Just before hosting a global climate-change conference in San Francisco last week, Brown signed a bill decreeing that California’s electrical energy will be 100 percent from renewable or carbon-free sources by 2045.
Simultaneously, he issued an executive order that California be “carbon neutral” by the same date.
“This bill and the executive order put California on a path to meet the goals of Paris and beyond,” Brown declared, referring to the international climate agreement. “It will not be easy. It will not be immediate. But it must be done.”
The legislation, Senate Bill 100 by state Sen. (and U.S. Senate candidate) Kevin de León, a Los Angeles Democrat, expands the current 2030 goal for electric power of 60 percent.
Both pieces of state paper, however, are more statements of lofty intent than quantifiable policy.
The technology to achieve 100 percent carbon-free electric power doesn’t yet exist because the main sources, solar panels and windmills, require the sun to shine and the wind to blow. Making them dependable would require enormous banks of batteries or some other form of reliable storage.
The legislation slyly backtracks on previous policy by, in effect, allowing large hydropower reservoirs to be counted as renewable sources.
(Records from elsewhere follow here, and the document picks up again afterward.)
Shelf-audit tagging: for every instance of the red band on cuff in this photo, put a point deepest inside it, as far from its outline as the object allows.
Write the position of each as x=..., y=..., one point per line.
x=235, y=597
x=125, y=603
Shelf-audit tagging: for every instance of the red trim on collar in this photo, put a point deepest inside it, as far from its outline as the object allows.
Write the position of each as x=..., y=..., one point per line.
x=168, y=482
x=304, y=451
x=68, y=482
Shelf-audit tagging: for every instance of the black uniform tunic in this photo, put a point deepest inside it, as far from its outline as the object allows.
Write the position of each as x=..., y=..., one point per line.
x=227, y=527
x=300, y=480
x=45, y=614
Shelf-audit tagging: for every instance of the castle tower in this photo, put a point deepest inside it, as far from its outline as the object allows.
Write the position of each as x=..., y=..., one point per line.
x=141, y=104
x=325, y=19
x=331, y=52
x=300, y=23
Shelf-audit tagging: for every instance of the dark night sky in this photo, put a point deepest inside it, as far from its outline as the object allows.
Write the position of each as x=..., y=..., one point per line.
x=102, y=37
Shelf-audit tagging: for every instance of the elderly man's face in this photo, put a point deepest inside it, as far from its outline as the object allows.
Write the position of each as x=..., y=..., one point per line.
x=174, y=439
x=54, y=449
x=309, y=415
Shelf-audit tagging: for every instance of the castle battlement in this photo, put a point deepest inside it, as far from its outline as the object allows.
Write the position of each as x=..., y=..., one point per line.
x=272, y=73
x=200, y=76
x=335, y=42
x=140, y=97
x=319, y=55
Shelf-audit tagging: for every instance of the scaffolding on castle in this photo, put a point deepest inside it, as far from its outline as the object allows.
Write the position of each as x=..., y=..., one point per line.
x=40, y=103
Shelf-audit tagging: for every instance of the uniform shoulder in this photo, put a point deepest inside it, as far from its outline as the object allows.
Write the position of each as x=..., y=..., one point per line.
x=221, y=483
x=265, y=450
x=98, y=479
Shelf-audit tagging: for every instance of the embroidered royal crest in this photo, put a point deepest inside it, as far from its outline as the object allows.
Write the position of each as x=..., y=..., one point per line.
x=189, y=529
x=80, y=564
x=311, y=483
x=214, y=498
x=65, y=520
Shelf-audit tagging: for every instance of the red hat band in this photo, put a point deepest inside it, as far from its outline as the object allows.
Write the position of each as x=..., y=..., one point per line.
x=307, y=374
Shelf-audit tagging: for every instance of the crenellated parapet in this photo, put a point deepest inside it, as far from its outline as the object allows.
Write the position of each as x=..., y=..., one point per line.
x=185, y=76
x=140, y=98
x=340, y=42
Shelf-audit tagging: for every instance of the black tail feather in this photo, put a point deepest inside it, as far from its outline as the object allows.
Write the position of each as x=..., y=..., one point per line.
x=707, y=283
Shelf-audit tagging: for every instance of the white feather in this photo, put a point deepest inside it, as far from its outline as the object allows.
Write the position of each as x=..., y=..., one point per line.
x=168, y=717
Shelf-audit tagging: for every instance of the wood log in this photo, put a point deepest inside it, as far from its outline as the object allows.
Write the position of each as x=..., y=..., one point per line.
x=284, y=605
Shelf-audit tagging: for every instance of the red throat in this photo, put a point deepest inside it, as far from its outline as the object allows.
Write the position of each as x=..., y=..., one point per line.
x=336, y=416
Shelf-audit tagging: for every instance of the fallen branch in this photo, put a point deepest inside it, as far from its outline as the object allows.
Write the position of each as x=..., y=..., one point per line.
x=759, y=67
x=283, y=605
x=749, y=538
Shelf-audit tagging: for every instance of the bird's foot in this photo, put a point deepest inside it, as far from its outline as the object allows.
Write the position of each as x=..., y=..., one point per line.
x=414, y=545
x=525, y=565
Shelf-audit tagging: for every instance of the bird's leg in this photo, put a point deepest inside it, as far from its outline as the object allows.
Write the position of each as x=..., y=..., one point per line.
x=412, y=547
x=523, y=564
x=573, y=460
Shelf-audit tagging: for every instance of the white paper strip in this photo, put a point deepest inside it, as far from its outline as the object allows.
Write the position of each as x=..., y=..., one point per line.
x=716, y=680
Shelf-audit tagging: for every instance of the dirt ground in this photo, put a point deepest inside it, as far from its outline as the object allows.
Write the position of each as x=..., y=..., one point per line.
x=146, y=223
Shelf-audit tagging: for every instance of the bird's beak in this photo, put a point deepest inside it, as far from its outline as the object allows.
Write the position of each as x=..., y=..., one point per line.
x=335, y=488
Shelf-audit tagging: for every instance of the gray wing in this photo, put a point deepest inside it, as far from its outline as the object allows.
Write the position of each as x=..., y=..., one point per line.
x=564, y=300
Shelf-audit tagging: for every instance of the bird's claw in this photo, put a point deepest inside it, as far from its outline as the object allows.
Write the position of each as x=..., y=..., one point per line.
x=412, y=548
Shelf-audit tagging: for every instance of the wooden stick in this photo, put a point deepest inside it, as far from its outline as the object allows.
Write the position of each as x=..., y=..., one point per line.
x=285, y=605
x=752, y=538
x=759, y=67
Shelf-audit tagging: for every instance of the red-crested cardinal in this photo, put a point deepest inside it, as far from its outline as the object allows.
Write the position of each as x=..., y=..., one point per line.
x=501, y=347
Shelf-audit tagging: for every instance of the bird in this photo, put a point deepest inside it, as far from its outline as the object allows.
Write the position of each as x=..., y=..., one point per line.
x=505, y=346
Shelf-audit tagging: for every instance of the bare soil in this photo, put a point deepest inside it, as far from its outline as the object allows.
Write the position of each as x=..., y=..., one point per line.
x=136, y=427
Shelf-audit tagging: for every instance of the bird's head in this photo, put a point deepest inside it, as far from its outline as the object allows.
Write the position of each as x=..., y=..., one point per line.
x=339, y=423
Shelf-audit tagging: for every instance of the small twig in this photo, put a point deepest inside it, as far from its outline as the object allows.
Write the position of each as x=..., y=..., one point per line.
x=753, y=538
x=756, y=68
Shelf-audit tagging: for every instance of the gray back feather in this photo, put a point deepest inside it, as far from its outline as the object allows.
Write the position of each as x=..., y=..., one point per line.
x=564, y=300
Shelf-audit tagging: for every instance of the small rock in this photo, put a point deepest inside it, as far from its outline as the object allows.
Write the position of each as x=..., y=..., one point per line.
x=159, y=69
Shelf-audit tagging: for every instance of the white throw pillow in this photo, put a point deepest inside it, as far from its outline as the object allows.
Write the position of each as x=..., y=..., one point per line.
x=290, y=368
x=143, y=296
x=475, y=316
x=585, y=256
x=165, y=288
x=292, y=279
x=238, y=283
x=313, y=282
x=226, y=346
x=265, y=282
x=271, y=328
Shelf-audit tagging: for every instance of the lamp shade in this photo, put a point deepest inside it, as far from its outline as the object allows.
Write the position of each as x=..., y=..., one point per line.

Even so, some means would have to be found to reliably replace the nearly 50 percent of California’s power now generated by natural gas, coal or nuclear reaction.
And then there’s the cost of such a conversion, even if it’s technically feasible. Opponents of SB 100 noted that California already has some of the nation’s highest utility rates.
Dorothy Rothrock, president of the California Manufacturers and Technology Association, said, for instance, “We do know that middle-class manufacturing jobs will disappear as ever-higher electric rates divert resources from expansions, modernization, wages and product development.”
Brown’s “carbon neutrality” order, if seriously implemented, would be even more difficult to achieve.
While electric-power generation is a major source of carbon emissions, the biggest one, by far, is the automobile.
Californians drive more than 300 billion miles a year. Achieving carbon neutrality would require most, if not all, of that travel to shift into electric-powered transit systems and electric-powered cars.
However, public transit accounts for only about 10 percent of travel now. And while California leads the nation in the sales of “zero-emission vehicles” or ZEVs, they still are tiny fraction of Californians’ cars and current auto purchases, and motorists are not rushing to buy more.
The auto dilemma illustrates the conundrum posed by Brown’s efforts to make California a carbon-neutral state. Although polls, including a new one from the Public Policy Institute of California, indicate that Californians support carbon reduction in principle, they’ve not been fully told what it would take to reach the goal, or what financial sacrifices they would bear to reach it.
Those issues will be confronted, if at all, long after Brown has moved into his carbon-neutral retirement home in the Colusa County foothills.